2025 Honda Civic Sport Hatchback: Simple, durable, always in style, the Civic lacks V-8 rumble. There’s no lift kit, no neon green paint. It’s quiet rebellion, as Civic owners consider driving as an activity, not a chore. Producing a mere 150 horsepower in a car that weighs less than 3,000 pounds, it’s not fast, but feels quick in the way a terrier feels big. Thanks to precise steering and predictable turn-in, it remains composed in corners. No drama. No body float. Just tidy, accurate, entertaining Honda handling. It’s the Labrador Retriever of automobiles.

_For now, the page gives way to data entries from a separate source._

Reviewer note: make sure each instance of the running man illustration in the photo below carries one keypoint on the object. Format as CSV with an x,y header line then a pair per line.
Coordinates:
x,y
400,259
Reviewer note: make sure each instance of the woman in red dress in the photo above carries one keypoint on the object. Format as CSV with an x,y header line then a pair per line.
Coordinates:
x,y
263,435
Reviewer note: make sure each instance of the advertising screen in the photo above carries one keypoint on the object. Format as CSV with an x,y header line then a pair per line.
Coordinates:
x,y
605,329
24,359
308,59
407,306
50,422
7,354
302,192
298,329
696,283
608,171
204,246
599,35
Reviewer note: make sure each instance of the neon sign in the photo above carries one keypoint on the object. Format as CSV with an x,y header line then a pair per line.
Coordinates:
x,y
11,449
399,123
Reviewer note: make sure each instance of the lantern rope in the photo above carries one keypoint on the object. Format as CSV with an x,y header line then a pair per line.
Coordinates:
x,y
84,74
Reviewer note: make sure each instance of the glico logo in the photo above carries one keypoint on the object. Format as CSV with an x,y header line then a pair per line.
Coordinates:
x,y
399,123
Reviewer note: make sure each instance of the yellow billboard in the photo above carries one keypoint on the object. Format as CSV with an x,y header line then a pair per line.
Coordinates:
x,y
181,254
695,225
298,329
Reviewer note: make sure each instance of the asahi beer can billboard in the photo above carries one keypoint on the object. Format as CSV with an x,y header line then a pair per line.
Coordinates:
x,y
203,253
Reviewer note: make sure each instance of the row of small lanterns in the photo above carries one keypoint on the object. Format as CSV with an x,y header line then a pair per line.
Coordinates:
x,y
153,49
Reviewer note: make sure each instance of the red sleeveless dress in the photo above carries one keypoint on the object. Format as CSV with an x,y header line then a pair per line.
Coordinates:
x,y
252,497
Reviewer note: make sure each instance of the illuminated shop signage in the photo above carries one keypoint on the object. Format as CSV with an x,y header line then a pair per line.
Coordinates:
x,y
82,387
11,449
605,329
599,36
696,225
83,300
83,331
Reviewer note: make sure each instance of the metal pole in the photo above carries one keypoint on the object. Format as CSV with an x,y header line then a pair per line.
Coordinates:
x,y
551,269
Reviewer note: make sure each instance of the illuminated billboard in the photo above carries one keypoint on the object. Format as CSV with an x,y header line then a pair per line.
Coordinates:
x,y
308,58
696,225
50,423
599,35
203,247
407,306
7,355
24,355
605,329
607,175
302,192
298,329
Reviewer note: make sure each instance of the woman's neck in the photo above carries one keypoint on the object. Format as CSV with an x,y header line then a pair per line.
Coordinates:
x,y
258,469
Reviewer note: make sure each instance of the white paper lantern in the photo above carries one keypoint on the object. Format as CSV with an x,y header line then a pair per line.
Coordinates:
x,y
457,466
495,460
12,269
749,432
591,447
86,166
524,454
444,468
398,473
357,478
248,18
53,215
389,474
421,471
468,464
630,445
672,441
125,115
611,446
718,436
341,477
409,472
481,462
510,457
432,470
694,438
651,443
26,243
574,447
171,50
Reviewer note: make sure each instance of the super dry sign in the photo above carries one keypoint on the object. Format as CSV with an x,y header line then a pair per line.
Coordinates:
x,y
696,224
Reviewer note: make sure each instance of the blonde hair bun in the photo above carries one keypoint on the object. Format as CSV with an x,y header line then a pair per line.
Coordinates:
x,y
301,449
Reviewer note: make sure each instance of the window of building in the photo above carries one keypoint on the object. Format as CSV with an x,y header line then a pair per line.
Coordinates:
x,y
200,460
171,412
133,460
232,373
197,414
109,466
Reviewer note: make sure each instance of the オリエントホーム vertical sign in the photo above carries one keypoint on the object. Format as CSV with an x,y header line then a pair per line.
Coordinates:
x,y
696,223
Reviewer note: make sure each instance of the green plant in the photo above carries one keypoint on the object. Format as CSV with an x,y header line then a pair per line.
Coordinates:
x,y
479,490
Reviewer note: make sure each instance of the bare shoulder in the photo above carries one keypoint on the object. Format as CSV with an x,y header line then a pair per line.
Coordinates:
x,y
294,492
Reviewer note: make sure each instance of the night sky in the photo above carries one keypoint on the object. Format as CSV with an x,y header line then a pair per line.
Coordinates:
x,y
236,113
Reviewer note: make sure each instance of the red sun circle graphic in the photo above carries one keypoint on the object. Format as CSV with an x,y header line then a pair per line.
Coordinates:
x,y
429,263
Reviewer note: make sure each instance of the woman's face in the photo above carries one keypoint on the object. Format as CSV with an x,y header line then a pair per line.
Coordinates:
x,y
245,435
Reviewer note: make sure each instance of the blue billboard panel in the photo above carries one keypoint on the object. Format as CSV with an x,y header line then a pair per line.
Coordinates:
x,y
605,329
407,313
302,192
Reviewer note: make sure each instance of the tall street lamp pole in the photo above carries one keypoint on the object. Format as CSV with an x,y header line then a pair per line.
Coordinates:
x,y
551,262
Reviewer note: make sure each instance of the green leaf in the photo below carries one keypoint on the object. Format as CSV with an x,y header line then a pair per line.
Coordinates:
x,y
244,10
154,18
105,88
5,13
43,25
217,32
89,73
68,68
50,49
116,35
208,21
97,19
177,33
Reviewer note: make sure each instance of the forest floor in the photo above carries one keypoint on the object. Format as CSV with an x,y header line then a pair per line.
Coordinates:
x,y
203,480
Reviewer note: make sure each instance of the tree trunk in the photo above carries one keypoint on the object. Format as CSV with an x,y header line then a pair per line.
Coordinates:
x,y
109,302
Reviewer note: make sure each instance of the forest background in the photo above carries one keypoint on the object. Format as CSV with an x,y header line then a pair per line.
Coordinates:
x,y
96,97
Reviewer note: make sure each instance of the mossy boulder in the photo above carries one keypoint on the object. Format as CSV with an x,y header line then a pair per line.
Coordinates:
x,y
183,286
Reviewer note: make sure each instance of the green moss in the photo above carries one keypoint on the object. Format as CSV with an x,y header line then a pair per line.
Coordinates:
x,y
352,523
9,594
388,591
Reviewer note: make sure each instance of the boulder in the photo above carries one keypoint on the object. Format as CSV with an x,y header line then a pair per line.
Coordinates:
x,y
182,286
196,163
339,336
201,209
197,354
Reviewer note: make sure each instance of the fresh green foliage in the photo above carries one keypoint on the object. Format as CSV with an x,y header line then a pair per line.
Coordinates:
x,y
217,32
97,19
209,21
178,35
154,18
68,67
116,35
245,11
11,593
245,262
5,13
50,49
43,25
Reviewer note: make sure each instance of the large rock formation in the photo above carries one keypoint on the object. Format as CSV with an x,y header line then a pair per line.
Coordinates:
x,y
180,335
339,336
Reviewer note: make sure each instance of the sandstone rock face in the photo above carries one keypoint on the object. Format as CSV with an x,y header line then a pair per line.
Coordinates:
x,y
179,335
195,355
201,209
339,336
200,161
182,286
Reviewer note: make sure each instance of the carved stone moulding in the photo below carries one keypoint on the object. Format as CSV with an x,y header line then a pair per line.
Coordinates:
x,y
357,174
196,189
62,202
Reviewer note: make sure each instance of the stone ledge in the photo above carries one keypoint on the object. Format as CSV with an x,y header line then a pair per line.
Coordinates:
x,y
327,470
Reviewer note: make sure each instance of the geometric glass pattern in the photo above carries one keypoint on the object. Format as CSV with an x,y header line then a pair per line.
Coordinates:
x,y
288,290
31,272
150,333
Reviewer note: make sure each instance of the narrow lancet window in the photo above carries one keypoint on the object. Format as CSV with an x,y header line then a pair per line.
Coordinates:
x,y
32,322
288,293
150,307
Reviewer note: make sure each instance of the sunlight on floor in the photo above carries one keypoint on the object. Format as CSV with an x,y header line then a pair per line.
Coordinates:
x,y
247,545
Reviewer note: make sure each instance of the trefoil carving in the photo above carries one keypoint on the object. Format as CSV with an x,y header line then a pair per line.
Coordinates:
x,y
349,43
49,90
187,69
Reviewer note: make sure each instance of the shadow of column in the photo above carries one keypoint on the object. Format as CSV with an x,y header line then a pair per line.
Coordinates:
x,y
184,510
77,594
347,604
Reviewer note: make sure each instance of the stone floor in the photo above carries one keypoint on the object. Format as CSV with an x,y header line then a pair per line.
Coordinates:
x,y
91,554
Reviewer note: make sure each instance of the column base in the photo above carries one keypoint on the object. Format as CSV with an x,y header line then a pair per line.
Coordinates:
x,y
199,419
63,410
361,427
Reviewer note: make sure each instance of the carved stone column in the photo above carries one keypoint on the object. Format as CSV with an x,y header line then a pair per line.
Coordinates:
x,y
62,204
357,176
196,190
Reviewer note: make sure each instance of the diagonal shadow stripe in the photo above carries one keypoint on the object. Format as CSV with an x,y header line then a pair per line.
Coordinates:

2026 Maserati MCPura: For most of the last 50 years, Maserati has been much like Italy itself, an intoxicating mix of brilliance, dysfunction and good tailoring. You don’t buy an MCPura because it makes sense. You buy one because it doesn’t. Under its carbon-fiber skin beats Maserati’s twin-turbocharged 3.0-liter V-6 and an 8-speed dual-clutch transmission delivering 621 horsepower of handcrafted Italian chaos. No hybrid assist, no electric crutches, no all-wheel-drive. Just you, a rear axle, and the understanding that you’ll need new tires by Tuesday.
2025 McLaren Artura Spider: This droptop hybrid is designed not for saving the planet, but for traversing it quickly. It consists of a twin-turbo 3.0-liter V-6 plunked in the middle of the car, aided by an electric motor that produce 690 horsepower. Reaching 60 mph requires three seconds. And it can run at 205 mph. Try that in a Prius. it costs north of a quarter-million dollars and you can’t even put a suitcase in the trunk unless your suitcase is a manila envelope filled with wads of cash. Joy, not practicality, is this car’s calling. And you do hear it calling, don’t you?
2025 Mercedes-AMG G63: This German sledgehammer’s shape hasn’t changed much since Jimmy Carter was in the White House. Underneath that Cold War profile beats a modern heart: a V-8/hybrid powertrain that produces 577 horsepower and flings this three-ton rectangle to 60 in 4.2 seconds. Surprisingly manageable in traffic, handling is far better than it needs to be. Inside, it’s a nightclub with an instrument panel. Still, the G63 looks like nothing else, drives like nothing else, and possesses an unmatched presence. It smells like money well spent.
2025 Rolls-Royce Cullinan Series II: Luxury, real luxury, isn’t about leather seats or a fancy sound system. It’s about being able to drive a 6.7-liter twin-turbo V-12-powered fortress of finely crafted opulence past a traffic jam of plebs without so much as a bead of sweat. Now known as the Series II, most people won’t notice the difference unless they have an advanced degree in obvious wealth. But does it matter? No. You’re not buying a Cullinan for subtlety. You’re buying it to deliver genuine luxury, something most drivers never truly experience.
2025 Toyota 4Runner: It may not be new, but it remains what it’s always been: a steel box on stilts, built to outlast Cher. Under the hood, you get a 278-horsepower turbo four or a 326-horsepower hybrid, wrapped around the underpinnings and cabin of the new Toyota Tacoma pickup. Off-road gear? Check. Towing capacity? Six-thousand pounds, enough to haul your weekend ego. Its absurdly high ride height, indestructible frame, and utilitarian charm guarantee it will survive longer than your career, your 401(k) and possibly even your marriage.